私たちのまわりには、数多くの食品が出回っています。
特に、加工食品の分野は大きく変化し、原材料の国際化、製造技術の高度化並びに流通機構の整備及び拡大があいまって、その種類及び品質は多種多様化の傾向にあり、消費者が過去の経験又は知識だけで商品を正しく選択することが極めて困難になってきています。そのため、品質表示が消費者の商品選択に重要な要件となっています。

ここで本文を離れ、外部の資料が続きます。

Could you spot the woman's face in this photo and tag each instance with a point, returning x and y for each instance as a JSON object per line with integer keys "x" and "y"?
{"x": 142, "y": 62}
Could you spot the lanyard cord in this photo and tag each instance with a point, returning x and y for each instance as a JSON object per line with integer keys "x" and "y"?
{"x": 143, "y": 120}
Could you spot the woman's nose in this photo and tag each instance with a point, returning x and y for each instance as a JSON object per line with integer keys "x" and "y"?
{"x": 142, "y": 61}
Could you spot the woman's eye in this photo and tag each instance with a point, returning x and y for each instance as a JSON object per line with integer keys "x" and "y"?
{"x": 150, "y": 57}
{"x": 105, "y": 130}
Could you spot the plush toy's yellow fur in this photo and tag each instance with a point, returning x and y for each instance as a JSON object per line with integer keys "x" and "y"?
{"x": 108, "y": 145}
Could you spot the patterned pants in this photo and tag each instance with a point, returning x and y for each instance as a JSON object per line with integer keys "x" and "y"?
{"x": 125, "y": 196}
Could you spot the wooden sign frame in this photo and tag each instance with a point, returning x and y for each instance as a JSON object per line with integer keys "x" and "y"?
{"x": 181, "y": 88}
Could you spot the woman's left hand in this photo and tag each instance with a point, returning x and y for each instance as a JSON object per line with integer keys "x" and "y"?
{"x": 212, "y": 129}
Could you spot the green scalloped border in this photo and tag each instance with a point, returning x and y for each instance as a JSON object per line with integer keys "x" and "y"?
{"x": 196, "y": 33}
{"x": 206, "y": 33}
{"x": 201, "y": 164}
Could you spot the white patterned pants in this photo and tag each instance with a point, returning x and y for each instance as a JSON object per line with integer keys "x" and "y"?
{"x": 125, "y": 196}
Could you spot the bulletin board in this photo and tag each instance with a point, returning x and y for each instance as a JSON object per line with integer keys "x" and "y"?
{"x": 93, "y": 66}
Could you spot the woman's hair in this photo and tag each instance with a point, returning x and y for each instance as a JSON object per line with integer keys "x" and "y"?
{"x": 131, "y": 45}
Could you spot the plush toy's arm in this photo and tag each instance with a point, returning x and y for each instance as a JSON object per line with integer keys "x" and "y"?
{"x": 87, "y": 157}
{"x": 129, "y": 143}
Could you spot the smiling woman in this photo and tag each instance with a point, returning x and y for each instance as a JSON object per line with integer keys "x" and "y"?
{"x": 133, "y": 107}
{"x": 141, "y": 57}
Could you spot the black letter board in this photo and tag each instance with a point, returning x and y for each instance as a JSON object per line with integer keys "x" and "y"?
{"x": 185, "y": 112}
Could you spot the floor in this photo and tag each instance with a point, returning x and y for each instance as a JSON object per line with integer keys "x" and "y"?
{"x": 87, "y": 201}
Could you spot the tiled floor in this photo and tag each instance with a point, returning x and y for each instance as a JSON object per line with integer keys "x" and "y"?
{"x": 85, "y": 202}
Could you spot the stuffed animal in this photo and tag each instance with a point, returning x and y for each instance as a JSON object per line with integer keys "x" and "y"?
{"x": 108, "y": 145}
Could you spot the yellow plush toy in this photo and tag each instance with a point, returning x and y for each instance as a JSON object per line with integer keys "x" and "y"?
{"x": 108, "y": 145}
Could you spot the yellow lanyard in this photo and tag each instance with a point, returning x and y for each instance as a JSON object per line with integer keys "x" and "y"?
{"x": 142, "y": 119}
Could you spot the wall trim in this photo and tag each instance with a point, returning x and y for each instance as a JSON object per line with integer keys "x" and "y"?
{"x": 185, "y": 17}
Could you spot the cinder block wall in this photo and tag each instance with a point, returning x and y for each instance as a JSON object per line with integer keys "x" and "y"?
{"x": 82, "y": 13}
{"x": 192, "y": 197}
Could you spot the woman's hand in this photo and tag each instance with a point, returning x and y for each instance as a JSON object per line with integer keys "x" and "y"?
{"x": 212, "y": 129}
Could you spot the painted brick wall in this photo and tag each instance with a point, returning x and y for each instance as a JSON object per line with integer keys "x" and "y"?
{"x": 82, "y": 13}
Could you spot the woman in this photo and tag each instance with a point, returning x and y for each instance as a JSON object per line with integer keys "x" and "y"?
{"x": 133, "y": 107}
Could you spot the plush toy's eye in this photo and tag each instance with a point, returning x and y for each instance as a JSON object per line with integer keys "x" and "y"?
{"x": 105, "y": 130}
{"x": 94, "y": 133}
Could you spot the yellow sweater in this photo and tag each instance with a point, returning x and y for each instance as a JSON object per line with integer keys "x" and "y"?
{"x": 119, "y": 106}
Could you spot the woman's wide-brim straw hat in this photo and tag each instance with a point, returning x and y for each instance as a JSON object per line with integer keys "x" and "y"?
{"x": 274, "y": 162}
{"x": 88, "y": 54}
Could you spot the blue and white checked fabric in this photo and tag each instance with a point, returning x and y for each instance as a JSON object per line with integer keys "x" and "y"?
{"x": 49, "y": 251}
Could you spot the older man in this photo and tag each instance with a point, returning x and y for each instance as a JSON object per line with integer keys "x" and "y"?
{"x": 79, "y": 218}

このような状況のなかで、品質表示についての法令(食品衛生法、JAS法、計量法等)の整備、公正競争規約の設定、事業者の自主表示等により改善が図られていますが、消費者の要望を満たすにはまだ不十分です。

川崎市では消費者が正しく商品選択ができるように、川崎市消費者の利益の擁護及び増進に関する条例(昭和49年10月8日条例第53号)に基づいて包装食品の表示基準(昭和53年11月1日施行)を定め、事業者に表示をしてもらっています。

昭和62年度には、その一部を「パン類」及び「油で処理した菓子」に改正するとともに新たに「プレミックス類」及び「野菜漬物(一夜漬け類に限る。)」の品目を追加し、昭和63年4月1日から施行しています。

平成9年3月10日に日付表示を製造年月日から期限表示に改正し、同年4月1日から施行しています。
平成13年4月1日には、対象品目を8品目から「調理冷凍食品」及び「かまぼこ類」の2品目に改正しました。

2 包装食品の範囲及び対象事業者

(1)包装食品の範囲

この表示基準は、包装した食品を対象とする。包装の形態も多様であるため、その解釈は現行の食品衛生法(昭和22年法律第233号)に準じて判断する。
また、ここでいう包装とは消費者包装(直接消費者に販売され、又は販売することを目的にされた包装)をいい、それ以外の業務用包装(事業者間での輸送、保管、取引等のための包装)は対象外である。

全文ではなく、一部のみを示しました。